Dans le même élan, un secrétariat d’Etat aux droits humains a été
institué.
Malheureusement,
un relâchement a pu être la cause de la détérioration des nouveaux bons
rapports entre les populations et la police. Il est alors fort
regrettable que le gouvernement se trouve aujourd’hui mal à l’aise,
parce qu’accablé par des accusations qui voudraient faire croire que la
torture serait une politique systématique au Sénégal. C’est assurément
injuste !
Il
serait sans doute impossible de trouver un pays épargné par des crises
nées de rapports difficiles entre la police et les populations, et les
cas de violence et de torture allégués contre la police suscitent
toujours l’émoi et sont des facteurs «tensiongènes». En conséquence, ils
appellent à une gestion prudentielle et le manque de justice et
d’équité dans ces situations peut favoriser des soubresauts majeurs.

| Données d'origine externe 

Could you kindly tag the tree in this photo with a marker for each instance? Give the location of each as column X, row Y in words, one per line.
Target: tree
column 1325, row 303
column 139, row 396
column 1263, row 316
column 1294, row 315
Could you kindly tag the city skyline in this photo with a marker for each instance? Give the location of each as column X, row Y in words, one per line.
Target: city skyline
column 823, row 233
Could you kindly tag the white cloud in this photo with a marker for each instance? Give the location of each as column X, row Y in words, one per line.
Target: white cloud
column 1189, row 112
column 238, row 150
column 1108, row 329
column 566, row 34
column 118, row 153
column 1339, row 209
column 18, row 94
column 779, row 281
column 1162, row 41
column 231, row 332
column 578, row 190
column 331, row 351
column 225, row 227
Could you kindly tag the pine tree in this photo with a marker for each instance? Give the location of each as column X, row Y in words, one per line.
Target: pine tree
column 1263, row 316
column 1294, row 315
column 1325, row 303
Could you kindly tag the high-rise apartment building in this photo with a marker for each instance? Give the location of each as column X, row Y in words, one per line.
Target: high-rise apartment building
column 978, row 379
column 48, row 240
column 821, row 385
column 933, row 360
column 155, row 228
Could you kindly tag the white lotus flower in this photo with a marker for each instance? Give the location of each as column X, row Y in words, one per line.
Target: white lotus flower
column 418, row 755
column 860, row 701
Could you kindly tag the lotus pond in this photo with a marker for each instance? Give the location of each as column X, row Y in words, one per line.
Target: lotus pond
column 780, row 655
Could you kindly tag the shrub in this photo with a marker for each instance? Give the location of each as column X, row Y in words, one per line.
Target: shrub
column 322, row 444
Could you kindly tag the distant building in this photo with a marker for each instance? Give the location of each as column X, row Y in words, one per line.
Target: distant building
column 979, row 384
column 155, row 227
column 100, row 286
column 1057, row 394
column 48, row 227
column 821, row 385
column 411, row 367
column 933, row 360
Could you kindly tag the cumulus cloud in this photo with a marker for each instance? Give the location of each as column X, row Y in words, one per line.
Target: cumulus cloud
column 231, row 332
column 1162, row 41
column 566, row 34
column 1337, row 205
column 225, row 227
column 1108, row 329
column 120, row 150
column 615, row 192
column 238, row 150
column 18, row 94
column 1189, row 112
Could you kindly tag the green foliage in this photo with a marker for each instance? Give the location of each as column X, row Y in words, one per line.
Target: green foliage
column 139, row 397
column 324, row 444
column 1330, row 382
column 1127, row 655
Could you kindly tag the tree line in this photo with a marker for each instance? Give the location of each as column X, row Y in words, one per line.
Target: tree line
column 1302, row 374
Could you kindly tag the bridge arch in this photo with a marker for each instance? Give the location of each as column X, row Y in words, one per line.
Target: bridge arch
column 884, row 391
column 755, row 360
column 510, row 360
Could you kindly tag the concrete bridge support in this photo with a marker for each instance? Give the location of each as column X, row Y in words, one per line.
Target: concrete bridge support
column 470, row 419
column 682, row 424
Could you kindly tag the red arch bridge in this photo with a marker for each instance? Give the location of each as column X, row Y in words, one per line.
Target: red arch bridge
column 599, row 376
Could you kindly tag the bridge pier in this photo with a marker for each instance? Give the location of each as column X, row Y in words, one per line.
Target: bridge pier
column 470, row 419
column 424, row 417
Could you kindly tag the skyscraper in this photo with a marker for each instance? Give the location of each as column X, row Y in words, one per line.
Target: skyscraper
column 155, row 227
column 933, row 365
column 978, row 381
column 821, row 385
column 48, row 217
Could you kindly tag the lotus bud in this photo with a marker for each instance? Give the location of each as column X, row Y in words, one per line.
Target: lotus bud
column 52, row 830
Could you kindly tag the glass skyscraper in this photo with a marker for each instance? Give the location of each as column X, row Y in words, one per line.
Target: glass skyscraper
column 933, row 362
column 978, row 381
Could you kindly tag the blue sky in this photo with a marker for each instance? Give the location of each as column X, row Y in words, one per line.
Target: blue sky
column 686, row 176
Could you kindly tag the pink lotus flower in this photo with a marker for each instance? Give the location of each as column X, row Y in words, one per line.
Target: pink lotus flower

Le
droit de ne pas être torturé est un droit «indérogeable». Des cas
emblématiques marquent toujours la vie des nations et pèsent durablement
sur leur marche ou évolution. La mort de George Floyd continue de
hanter l’Amérique et le monde. Au Sénégal, par exemple, la radiation des
policiers en 1987 par le régime du Président Abdou Diouf, avait été
consécutive à une grogne des fonctionnaires de police, suite à
l’arrestation de leurs collègues mêlés à la mort, en 1982, dans les
locaux de la police, d’un certain Baba Ndiaye. Le gouvernement du
Sénégal s’était senti obligé par une forte pression d’autorités
religieuses nationales mais aussi par une grande campagne internationale
menée notamment par Amnesty international, pour traiter et vider
l’affaire de la mort de Baba Ndiaye. A l’époque les sections nationales
de Amnesty international avaient formellement interdiction, au titre de
la charte de l’organisation, pour des raisons évidentes de sécurité mais
surtout d’impartialité, de se prononcer sur les cas concernant leur
propre pays. On ne sait si cette règle est toujours de mise.